Grundsätzlich sei ihm die Idee einer außerparlamentarischen Sammlungsbewegung sympathisch, verrät er. »Man verändert das Land durch Druck auf der Straße und nicht unbedingt im Parlament.« Trotzdem kandidiert Kutsche für den Landtag. Dabei sieht er sich aus prinzipiellen Erwägungen »eher als Kritiker einer Regierungsbeteiligung«. Dies gar nicht einmal, weil er denken würde, dass die LINKE so viel falsch gemacht habe. Das glaubt er nicht. Er bedauert aber: »Wir verteilen nur, was es zu verteilen gibt, und es gibt nicht viel zu verteilen.
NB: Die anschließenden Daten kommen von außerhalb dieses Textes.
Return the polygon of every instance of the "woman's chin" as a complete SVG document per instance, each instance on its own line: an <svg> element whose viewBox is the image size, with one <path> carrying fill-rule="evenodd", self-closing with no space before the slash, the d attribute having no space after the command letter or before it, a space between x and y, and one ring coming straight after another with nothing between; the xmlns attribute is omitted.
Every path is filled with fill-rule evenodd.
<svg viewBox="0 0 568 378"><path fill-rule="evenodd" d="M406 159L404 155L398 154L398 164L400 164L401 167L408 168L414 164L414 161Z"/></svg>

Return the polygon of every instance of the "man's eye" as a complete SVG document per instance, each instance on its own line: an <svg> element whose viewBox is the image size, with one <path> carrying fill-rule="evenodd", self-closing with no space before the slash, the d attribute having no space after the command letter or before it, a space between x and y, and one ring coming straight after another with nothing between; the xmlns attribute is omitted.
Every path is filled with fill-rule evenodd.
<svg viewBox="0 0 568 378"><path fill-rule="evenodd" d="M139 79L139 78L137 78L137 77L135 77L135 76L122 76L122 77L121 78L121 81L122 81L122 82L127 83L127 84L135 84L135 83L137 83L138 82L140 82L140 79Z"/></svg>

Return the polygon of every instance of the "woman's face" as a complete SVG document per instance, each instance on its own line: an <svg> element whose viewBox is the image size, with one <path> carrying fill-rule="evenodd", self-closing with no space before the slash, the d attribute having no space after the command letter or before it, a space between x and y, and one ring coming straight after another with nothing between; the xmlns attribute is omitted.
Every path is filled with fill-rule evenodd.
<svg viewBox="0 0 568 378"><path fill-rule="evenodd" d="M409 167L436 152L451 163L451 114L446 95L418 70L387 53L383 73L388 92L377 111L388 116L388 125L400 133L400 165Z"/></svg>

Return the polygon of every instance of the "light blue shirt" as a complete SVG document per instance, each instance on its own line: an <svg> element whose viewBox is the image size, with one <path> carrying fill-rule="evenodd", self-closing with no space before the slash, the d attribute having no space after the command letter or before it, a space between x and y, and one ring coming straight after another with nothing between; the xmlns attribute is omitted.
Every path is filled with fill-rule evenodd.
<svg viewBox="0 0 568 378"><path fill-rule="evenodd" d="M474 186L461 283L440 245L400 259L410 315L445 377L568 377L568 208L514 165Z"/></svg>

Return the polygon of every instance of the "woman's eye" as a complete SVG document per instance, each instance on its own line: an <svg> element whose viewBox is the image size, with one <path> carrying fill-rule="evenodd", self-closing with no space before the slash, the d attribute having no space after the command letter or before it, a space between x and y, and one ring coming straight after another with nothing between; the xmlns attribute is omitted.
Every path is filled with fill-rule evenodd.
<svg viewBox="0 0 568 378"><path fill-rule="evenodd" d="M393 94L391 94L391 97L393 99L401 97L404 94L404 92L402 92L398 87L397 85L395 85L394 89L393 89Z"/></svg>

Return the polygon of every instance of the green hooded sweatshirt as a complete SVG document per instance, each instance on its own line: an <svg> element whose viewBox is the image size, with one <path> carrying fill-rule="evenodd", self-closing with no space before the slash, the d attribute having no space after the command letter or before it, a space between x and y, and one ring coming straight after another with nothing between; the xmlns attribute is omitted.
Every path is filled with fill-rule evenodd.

Das ist den Leuten zu wenig, und mir ist es auch zu wenig.« Eine gute Opposition sei auch etwas wert.

Was Sahra Wagenknecht zu offenen Grenzen und Asyl sagt, sieht Kutsche nicht so kritisch wie Wagenknechts Gegner. Andererseits gefällt ihm nicht so gut, wie die Bundestagsfraktionschefin agiert. »Sahra Wagenknecht müsste mehr auf die anderen zugehen«, findet Kutsche. »Alle müssten mehr aufeinander zugehen.« Da meint er auch die Bundesvorsitzenden Katja Kipping und Bernd Riexinger. Immerhin drohe andernfalls eine Spaltung der Partei.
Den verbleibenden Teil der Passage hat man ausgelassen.